O filme é sobre uma mulher israelense chamada Shira
(interpretada por Moran Rosenblat) e uma alemã chamada Maria (interpretada por
Luise Wolfram), que por meio de um mal-entendido inicial ficam noivas para se
casar em Jerusalém. A avó de Shira, Berta (interpretada por Rivka Michaeli)
tenta impedir isso. Kiss Me Kosher estreou nos cinemas alemães em 10 de
setembro de 2020 e desde então, tem se apresentado em vários festivais
internacionais de cinema.
"Kiss me Kosher" é uma comédia que aborda uma
série de questões complexas e sensíveis. A avó de Shira, Berta, sobrevivente do
Holocausto, está secretamente envolvida com seu vizinho árabe-palestino,
Ibrahim, o que causa tensões e críticas em relação à escolha da noiva por
Shira. Esta abordagem cômica desvela vários aspectos sobre as diversas
identidades coexistentes das protagonistas, como suas identidades intersecionadas:
mulheres, homossexuais, alemã, israelense, judia e não judia, sobrevivente do
holocausto e palestino em Israel. Num tom cômico e delicado, o filme ancora-se
no amor e no humor, mesmo enquanto explora as complexidades e as sombras
presentes nas discussões em torno do Holocausto. Em última análise, o filme é
uma jornada de reconciliação com o passado.
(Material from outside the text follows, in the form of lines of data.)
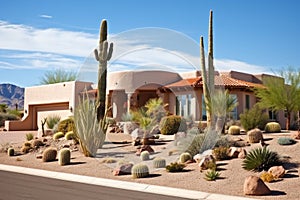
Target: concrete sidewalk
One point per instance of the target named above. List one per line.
(168, 191)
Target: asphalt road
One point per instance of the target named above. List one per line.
(16, 186)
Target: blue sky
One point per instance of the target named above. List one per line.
(249, 36)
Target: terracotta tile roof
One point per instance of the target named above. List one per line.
(220, 80)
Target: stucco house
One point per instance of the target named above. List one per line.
(128, 90)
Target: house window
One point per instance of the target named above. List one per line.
(247, 101)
O outro filme chama-se Holyholocaust onde um obscuro segredo
familiar do passado é revelado inesperadamente e abre um abismo entre duas
amigas íntimas: Jennifer, uma alemã negra, descobre que é neta de um notório comandante
nazista, e sua vida vira de cabeça para baixo, enquanto Noa, uma israelense,
está fazendo o que pode para evitar que sua vida mude. Dirigido por Noa
Berman-Herzberg e OsiWald, esta é uma animação que trafega por
intersecionalidades identitárias na paisagem de constantes conflitos da
sociedade israelense. É uma animação de curta-metragem com trilha sonora de
Daniela Spector e que também, a exemplo de Kiss Me Kosher trafega sobre
memórias e identidades quebradas e como os encontros entre mundos tão
diferentes acabam por encontrar (ou não) caminhos de relacionamento.
Estes dois filmes, com linguagens cinematográficas tão
diferentes, acabam por conversar entre si ao trazer vidas que acabam por ser
afetadas por memórias e traumas do passado. Não percam estes filmes na II
Mostra IBI-SESC de Cinema Israelense.